La vista era pasmosa y el estruendo ensordecedor. La muchedumbre estaba absorta: sin embargo, en este preciso momento fue cuando se aguó de golpe la fiesta. Aunque parezca increíble, un clamor humano, un grito de muchas voces juntas superó el granizado bombardeo, llegó hasta los palcos y desparramó hasta el último espectador la tétrica noticia.

—¡Una muerte! ¡Una muerte! ¡Un hombre muerto!

El grito había partido de la delantera del monstruo de mil cabezas, el cual se arremolinaba peligrosamente. El fraile se abrió paso a tremendos empujones. Una voz dijo a su lado:

—¡Cayó Sanabria! ¡Es el gato Sanabria!

Otras voces comentaron rencorosamente:

—¡Así tenía que acabar! ¡En su ley!

—¡Le dio un ataque! —exclamó otro.

—Soy cura, dejen pasar —gritaba Metri, navegándose la turba a codazo seco.

Finalmente llegó al núcleo del loco remolino, y casi cayó sobre un despojo tumbado de bruces en el suelo, que dos hombres medio ahogados por la apretura estaban poniendo boca arriba. Parecía un muñeco de trapo.

—¡Fuera! —gritó furioso el fraile—. A ver ustedes cuatro si pueden hacer cancha… vos, vos y estos dos… que de no, lo vamos a matar del todo…

A la luz viva de la colmena ígnea que todavía chisporroteaba alegremente, una cara redonda y congestionada, negra de polvo y sangre, que encuadraban dos manos crispadas, apareció en el centro del círculo, los labios moviéndose. El fraile se arrodilló y aproximó el oído. El moribundo dijo:

—¡Me han… asesinado!… Golpe de atrás… Rebenque… Busquen… Cobarde… Golpe tremendo… Muero…

Era verdad. Burbujas de sangre reventaban en la boca estertórica y los negros ojos se empañaron. El fraile intimó.

—Dentro de poco estará delante de Dios… ¿Se arrepiente de sus pecados?

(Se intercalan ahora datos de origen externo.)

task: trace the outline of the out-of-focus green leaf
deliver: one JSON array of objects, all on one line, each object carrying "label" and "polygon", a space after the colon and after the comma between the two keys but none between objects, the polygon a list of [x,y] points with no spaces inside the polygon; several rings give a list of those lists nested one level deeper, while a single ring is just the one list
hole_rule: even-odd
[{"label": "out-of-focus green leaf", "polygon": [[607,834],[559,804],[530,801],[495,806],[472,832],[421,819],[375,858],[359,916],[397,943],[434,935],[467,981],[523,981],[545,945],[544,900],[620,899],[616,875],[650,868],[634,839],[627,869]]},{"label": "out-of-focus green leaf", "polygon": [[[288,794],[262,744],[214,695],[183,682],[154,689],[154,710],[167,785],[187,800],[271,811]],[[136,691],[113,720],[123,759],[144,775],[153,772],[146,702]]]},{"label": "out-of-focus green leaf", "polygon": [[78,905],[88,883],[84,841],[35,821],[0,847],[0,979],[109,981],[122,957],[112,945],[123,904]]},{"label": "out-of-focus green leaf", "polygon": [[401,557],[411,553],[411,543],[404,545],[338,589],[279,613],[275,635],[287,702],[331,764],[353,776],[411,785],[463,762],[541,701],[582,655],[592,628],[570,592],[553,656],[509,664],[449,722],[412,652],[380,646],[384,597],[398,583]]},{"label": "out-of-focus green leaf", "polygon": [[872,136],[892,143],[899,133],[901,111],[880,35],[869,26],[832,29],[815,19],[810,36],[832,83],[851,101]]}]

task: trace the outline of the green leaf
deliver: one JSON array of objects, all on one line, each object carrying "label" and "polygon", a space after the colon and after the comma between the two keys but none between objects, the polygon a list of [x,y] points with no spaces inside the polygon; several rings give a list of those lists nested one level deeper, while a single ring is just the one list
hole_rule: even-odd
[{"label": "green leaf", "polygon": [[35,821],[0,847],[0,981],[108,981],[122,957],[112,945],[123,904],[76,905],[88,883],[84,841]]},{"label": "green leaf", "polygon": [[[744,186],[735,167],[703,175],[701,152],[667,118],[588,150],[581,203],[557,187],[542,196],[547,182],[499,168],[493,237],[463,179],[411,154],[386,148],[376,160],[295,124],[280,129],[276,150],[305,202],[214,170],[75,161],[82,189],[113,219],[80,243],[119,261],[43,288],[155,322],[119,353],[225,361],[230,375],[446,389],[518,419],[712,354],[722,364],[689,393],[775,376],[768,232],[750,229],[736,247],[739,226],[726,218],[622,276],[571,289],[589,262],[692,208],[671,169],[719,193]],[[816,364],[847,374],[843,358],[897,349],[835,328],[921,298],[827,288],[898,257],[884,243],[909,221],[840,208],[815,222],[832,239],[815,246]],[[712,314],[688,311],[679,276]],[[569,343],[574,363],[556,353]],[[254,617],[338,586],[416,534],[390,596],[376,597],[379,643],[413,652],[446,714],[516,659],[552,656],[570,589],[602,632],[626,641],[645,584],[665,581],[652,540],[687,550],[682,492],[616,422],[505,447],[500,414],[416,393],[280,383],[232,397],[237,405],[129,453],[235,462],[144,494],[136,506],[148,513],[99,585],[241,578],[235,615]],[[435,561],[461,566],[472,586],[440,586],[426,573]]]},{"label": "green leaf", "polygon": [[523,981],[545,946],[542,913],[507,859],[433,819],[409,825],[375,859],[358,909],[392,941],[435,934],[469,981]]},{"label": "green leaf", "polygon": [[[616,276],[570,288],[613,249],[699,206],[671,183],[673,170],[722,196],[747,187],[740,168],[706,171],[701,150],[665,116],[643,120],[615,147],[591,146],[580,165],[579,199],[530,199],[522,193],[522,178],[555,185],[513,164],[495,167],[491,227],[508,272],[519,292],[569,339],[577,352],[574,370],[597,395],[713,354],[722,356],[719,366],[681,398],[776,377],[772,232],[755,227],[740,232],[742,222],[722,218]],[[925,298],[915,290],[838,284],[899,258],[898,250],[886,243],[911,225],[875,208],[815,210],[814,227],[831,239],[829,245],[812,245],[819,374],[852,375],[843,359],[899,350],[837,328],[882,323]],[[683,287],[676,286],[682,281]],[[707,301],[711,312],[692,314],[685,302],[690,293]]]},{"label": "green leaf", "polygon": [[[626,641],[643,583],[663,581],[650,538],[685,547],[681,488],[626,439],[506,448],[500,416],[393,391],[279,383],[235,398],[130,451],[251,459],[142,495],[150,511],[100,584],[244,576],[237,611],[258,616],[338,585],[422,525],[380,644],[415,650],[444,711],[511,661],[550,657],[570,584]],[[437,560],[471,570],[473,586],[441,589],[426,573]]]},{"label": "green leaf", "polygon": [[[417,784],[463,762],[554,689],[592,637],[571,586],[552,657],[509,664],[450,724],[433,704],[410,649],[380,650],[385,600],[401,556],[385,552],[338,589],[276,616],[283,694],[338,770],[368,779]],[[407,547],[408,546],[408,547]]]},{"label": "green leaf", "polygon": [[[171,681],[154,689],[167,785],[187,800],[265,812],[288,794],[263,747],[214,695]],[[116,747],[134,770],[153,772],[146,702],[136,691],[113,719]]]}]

La boca del herido se despalancó toda y de su garganta brotó un sonido sordo. No había un minuto que esperar.

Misereatur tui, Omnipotens Deus —dijo Metri alzando la mano—, et dimissis peccatis tuis

En ese momento el bramido del pecho del moribundo se hizo inteligible, y el fraile escuchó las siguientes palabras, pronunciadas con lentitud y claridad siniestra:

—Dominas Jesus Christus te absolved, et ego, auctoritate ipsius, te absolvo, ab omni vinculo excommunicationis et interdicti in quantum possum et tu indiges. Deinde ego te absolvo a peccatis tuis, in nomine Patris, et Filii, et Spiritus Sancti…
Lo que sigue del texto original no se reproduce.